In a bipartisan letter sent last Friday, Reps. Nita Lowey, D-N.Y., and Chris Smith, R-N.J., were among 116 House lawmakers who also urged President Donald Trump to keep the office staffed following reports that it would be left empty after July 1.

The special envoy post, which was mandated in the Global Anti-Semitism Review Act of 2004, has been unfilled since Trump’s inauguration in late January. The special envoy monitors acts of anti-Semitism abroad, document the cases in State Department reports, and consults with domestic and international nongovernmental organizations.

Smith, the primary author of the 2004 amendment, said in a news release that the position is especially important now “in the fight against this terrible hate that is on the rise in the world.”

“Seventy-two years after the Holocaust ended,” he said, “anti-Semites continue to target the Jewish people for discrimination, destruction of property and even death.”
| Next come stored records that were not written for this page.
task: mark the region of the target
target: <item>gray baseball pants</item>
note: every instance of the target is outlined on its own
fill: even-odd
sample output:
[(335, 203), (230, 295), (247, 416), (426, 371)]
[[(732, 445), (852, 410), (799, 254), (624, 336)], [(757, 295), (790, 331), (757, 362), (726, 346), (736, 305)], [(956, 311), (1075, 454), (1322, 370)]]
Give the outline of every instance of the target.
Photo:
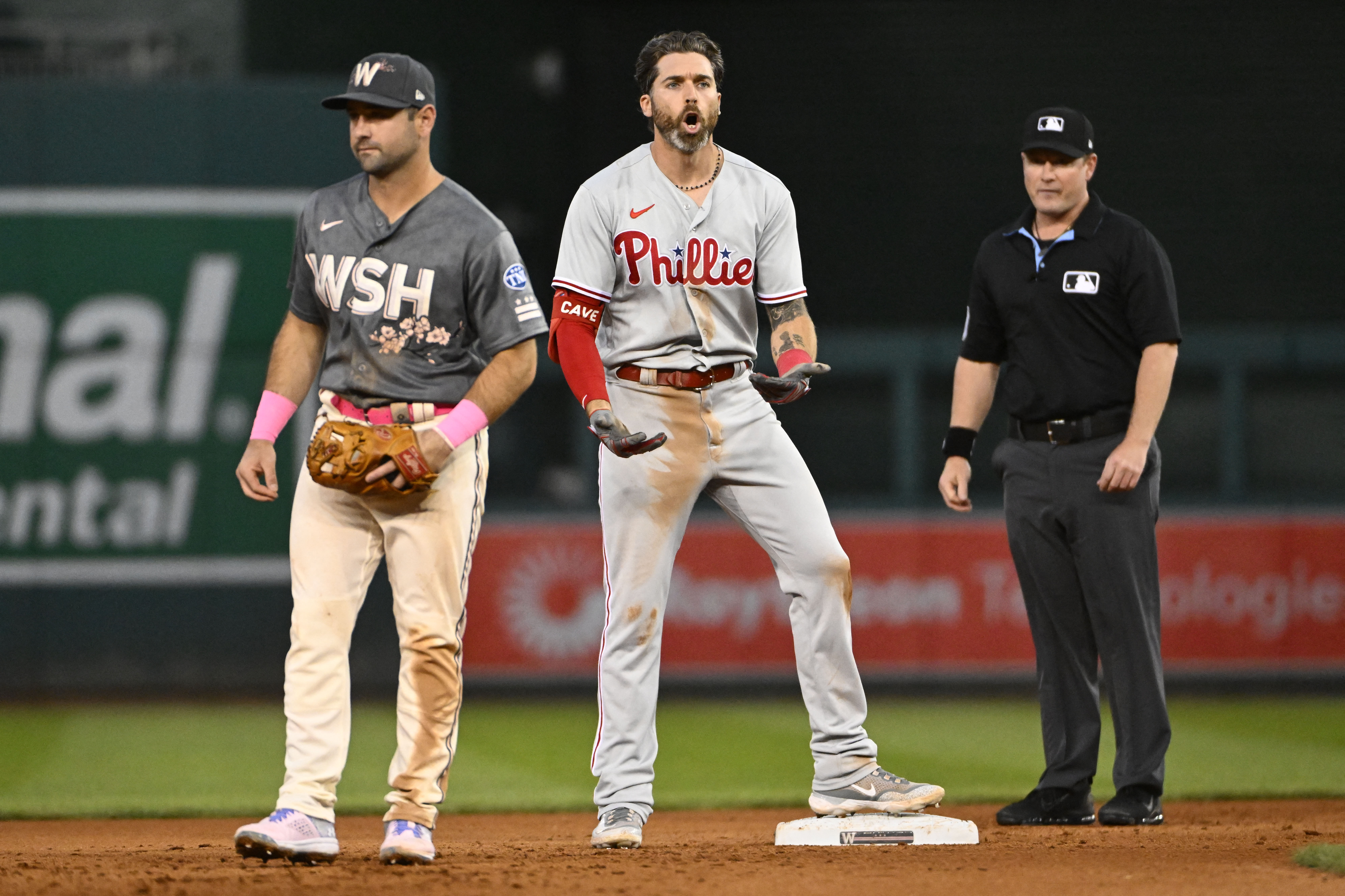
[(1098, 772), (1098, 661), (1116, 733), (1112, 782), (1162, 791), (1171, 740), (1159, 652), (1158, 443), (1131, 492), (1098, 489), (1123, 435), (1075, 445), (1007, 438), (1009, 547), (1037, 647), (1046, 770), (1038, 787), (1084, 787)]
[(592, 770), (600, 814), (654, 807), (659, 649), (672, 559), (702, 490), (765, 548), (790, 625), (812, 727), (814, 790), (845, 787), (877, 766), (863, 729), (863, 685), (850, 641), (850, 559), (798, 449), (745, 371), (705, 390), (608, 380), (632, 433), (667, 433), (647, 454), (601, 450), (607, 622)]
Separately, Sen. Ben Cardin, D-Md., the senior Democrat on the Foreign Relations Committee, wrote Trump urging the president to name an anti-Semitism envoy and a White House liaison to the Jewish community.

“These officials have been critical for working with all levels of government, including multilateral organizations to facilitate the protection of, address stereotypes and prejudice towards, and provide education and community and coalition building tools for the wider public on and with Jewish communities, including Jewish-American heritage,” Cardin said in his letter sent Wednesday.